Bruxelles non è solo la sede di alcune importanti istituzioni europee, è anche un centro pullulante di organizzazioni della società civile dedite ad attività di advocacy, impegnate a sensibilizzare le stesse istituzioni su vari temi. Contro una certa tendenza ad associarle a forme più o meno opache di pressione istituzionale, tali attività sono regolamentate dal diritto comunitario. Si trovano così organizzazioni culturali che promuovono le arti; ONG che lottano per la giustizia e il rispetto dei diritti umani; associazioni ambientaliste. Il mosaico si arricchisce con le voci dei rappresentanti dell’agricoltura, dell’industria del tabacco, delle aziende petrolifere, dei rappresentanti di varie potenze extraeuropee e di gruppi di pressione di vari orientamenti politici. Questi attori sono animati dalla ricerca di un unico obiettivo: influenzare la legislazione europea e le politiche attuative. Il potere legislativo rimane una delle forze più determinanti nel plasmare non solo il presente, ma anche il futuro.

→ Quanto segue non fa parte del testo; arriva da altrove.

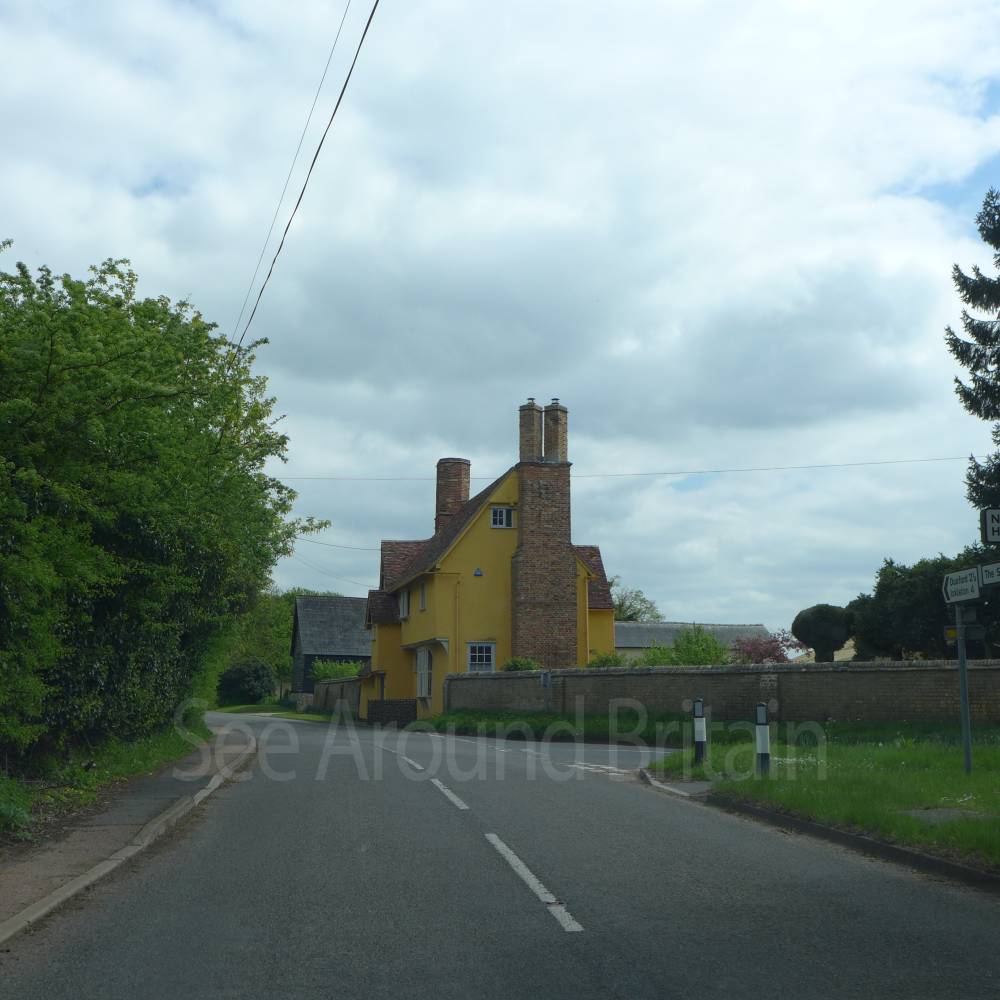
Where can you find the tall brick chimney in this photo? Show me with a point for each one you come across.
(452, 488)
(543, 567)
(556, 432)
(531, 431)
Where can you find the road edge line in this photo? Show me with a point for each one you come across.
(151, 832)
(646, 778)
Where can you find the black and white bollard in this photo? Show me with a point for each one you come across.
(698, 711)
(763, 741)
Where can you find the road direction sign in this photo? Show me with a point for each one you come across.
(989, 526)
(961, 586)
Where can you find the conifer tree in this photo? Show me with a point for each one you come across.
(979, 353)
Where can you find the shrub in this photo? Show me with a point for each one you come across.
(15, 804)
(604, 661)
(824, 627)
(694, 647)
(246, 684)
(657, 656)
(521, 663)
(327, 670)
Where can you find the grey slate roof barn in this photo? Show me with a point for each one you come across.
(632, 639)
(327, 628)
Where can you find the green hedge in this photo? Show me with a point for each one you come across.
(137, 520)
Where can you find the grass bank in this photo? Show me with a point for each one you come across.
(58, 785)
(899, 783)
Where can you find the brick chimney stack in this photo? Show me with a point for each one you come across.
(543, 568)
(556, 432)
(531, 431)
(452, 488)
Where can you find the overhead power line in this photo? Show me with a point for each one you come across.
(343, 579)
(295, 159)
(673, 472)
(332, 545)
(305, 183)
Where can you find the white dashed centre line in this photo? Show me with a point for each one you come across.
(449, 794)
(561, 914)
(403, 756)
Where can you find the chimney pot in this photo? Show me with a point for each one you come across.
(531, 431)
(452, 488)
(556, 432)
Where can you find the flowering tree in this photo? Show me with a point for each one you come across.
(773, 648)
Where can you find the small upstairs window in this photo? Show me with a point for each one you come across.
(481, 657)
(425, 667)
(502, 517)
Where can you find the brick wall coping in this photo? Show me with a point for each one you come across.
(847, 667)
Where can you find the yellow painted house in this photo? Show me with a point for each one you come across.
(499, 578)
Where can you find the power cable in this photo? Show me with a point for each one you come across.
(619, 475)
(344, 579)
(332, 545)
(295, 159)
(305, 183)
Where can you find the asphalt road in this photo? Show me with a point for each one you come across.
(339, 868)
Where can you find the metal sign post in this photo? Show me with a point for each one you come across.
(963, 690)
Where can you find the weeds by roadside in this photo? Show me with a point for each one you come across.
(904, 784)
(56, 786)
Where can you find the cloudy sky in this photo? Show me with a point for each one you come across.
(720, 232)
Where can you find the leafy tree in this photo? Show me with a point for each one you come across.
(979, 353)
(264, 631)
(136, 521)
(824, 627)
(632, 605)
(246, 683)
(771, 648)
(905, 617)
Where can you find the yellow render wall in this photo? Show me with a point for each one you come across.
(602, 631)
(395, 661)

Il lavoro di advocacy comprende diversi aspetti. Da un lato, può avere un impatto rilevante su milioni di persone in tutta Europa, e anche al di fuori dei suoi confini; dall’altro, è strettamente dipendente dal contesto in cui si realizza, in quanto richiede una comprensione delle strutture istituzionali esistenti, delle normative di riferimento e delle diversità culturali interne all’Unione Europea. Spesso l’azione di advocacy è contestata, perché può incontrare forti opposizioni in quasi tutti i settori, e richiede al tempo stesso rigore intellettuale e pensiero strategico, ovvero la capacità di intercettare in modo tempestivo un tema di rilevanza politica, trovando i partner e i sostenitori più efficaci per promuovere le proprie campagne.

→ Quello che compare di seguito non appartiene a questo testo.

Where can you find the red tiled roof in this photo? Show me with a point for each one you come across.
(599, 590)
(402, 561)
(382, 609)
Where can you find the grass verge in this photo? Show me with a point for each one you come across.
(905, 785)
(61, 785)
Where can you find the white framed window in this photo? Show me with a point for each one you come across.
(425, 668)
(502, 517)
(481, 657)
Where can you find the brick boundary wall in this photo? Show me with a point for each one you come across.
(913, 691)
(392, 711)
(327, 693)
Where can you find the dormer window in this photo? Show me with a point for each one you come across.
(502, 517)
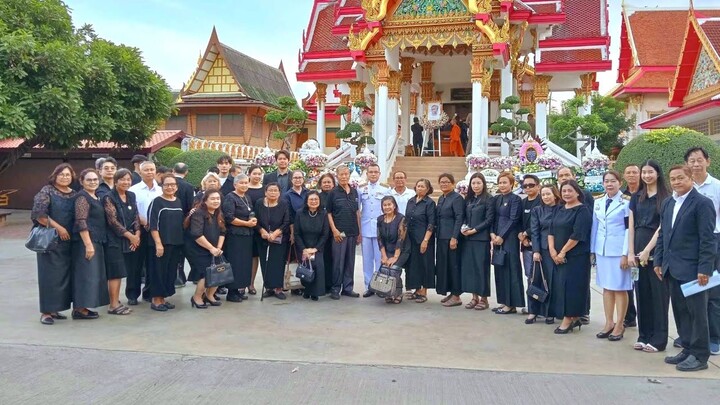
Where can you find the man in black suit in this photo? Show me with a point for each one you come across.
(281, 176)
(185, 193)
(224, 164)
(685, 251)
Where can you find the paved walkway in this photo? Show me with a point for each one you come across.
(329, 337)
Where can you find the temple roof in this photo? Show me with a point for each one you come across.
(223, 72)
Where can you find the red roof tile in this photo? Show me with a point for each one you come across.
(313, 67)
(658, 35)
(322, 37)
(578, 55)
(582, 20)
(156, 141)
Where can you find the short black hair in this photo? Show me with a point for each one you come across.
(696, 149)
(180, 168)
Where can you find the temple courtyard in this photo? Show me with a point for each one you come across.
(347, 351)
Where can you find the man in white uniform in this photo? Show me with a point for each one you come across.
(370, 196)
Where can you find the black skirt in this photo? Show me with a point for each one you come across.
(239, 252)
(420, 269)
(89, 279)
(273, 258)
(114, 263)
(475, 267)
(54, 275)
(509, 277)
(571, 286)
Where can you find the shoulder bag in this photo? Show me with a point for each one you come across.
(538, 293)
(219, 272)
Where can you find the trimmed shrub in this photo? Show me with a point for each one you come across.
(166, 154)
(198, 162)
(668, 147)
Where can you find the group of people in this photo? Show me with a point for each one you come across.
(644, 238)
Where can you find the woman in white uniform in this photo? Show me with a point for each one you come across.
(609, 244)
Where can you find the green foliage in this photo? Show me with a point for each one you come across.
(166, 154)
(198, 162)
(288, 121)
(606, 121)
(668, 147)
(60, 86)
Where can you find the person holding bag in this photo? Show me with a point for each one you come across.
(274, 228)
(394, 245)
(121, 251)
(53, 207)
(506, 253)
(241, 221)
(311, 234)
(207, 230)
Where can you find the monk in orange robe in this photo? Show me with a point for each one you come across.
(456, 148)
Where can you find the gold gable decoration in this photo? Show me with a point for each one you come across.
(219, 79)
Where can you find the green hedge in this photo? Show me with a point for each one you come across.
(198, 162)
(165, 155)
(668, 147)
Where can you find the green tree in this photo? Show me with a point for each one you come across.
(605, 122)
(287, 122)
(60, 87)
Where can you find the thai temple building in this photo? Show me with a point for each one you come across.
(402, 56)
(654, 81)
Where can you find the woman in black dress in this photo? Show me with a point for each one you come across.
(165, 217)
(207, 230)
(123, 237)
(312, 231)
(274, 229)
(475, 248)
(255, 192)
(89, 279)
(508, 221)
(540, 222)
(241, 222)
(569, 246)
(394, 244)
(420, 215)
(327, 184)
(54, 206)
(653, 296)
(450, 215)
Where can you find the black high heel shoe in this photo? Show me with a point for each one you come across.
(194, 304)
(206, 300)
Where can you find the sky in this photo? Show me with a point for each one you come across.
(172, 34)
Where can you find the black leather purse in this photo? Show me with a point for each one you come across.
(305, 272)
(42, 239)
(218, 274)
(538, 293)
(498, 256)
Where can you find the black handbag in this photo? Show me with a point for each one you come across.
(305, 272)
(42, 239)
(218, 274)
(536, 292)
(498, 256)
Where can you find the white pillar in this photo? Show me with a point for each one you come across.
(405, 112)
(506, 90)
(320, 134)
(475, 124)
(381, 121)
(541, 119)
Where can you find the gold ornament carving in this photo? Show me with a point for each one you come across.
(406, 68)
(542, 88)
(394, 82)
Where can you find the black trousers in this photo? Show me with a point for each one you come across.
(653, 299)
(344, 264)
(690, 318)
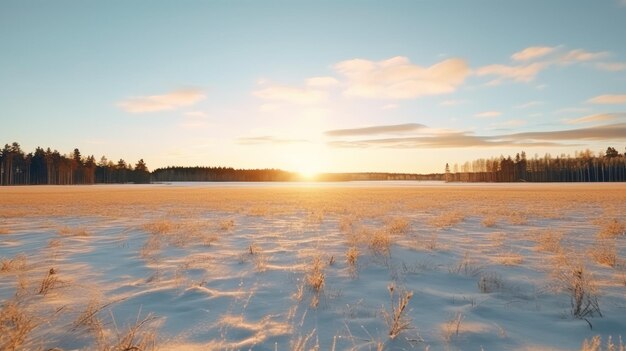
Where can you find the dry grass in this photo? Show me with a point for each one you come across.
(398, 226)
(489, 221)
(612, 229)
(490, 282)
(68, 231)
(452, 327)
(582, 289)
(380, 243)
(16, 324)
(16, 264)
(604, 252)
(595, 344)
(465, 266)
(448, 219)
(226, 224)
(315, 277)
(396, 318)
(159, 227)
(509, 259)
(49, 282)
(549, 241)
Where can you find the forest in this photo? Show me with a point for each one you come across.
(585, 166)
(45, 166)
(51, 167)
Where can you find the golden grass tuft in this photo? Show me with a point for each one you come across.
(226, 224)
(159, 227)
(582, 289)
(380, 243)
(68, 231)
(489, 221)
(612, 229)
(16, 264)
(595, 344)
(448, 219)
(490, 282)
(15, 326)
(398, 226)
(49, 282)
(396, 317)
(604, 252)
(548, 241)
(315, 277)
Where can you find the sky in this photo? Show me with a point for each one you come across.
(313, 86)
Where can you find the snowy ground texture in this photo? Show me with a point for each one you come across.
(301, 267)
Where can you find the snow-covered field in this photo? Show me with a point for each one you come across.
(300, 267)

In queste pagine si osserverà più da vicino lo sviluppo di una esperienza di advocacy promossa dal Jesuit European Social Centre (JESC), la Future Generations Initiative (FGI, Iniziativa per le generazioni future, <https://fitforfuturegenerations.eu>), che si propone di sostenere politiche che tengano conto degli impatti a lungo termine delle misure adottate e della giustizia fra generazioni. I passi compiuti finora e i risultati già raggiunti possono offrire elementi interessanti anche per considerazioni più generali sull’attività di advocacy a livello europeo.
Come prendersi cura delle generazioni future
La tutela degli interessi delle generazioni future rappresenta una sfida di primaria importanza. Introdotto originariamente nello storico rapporto Brundtland, questo concetto costituisce il nucleo della definizione di sviluppo sostenibile, ovvero di quello «sviluppo che soddisfa i bisogni del presente senza compromettere la possibilità delle generazioni future di soddisfare i propri». Questo principio, sebbene intuitivo, presenta sfide complesse quando si prova a tradurlo a livello normativo e istituzionale. Ogni democrazia si trova di fronte infatti a un problema fondamentale: come dare voce a coloro che ancora non esistono e non possono parlare per sé stessi? Le attuali istituzioni, e in particolare i Parlamenti, sono progettate per rappresentare le generazioni presenti. Eppure, molte delle decisioni prese oggi creano conseguenze di lunga durata e influiscono spesso irreversibilmente sugli eventi futuri. Per questo l’imperativo etico di considerare coloro che subiranno le conseguenze delle nostre azioni assume particolare rilevanza.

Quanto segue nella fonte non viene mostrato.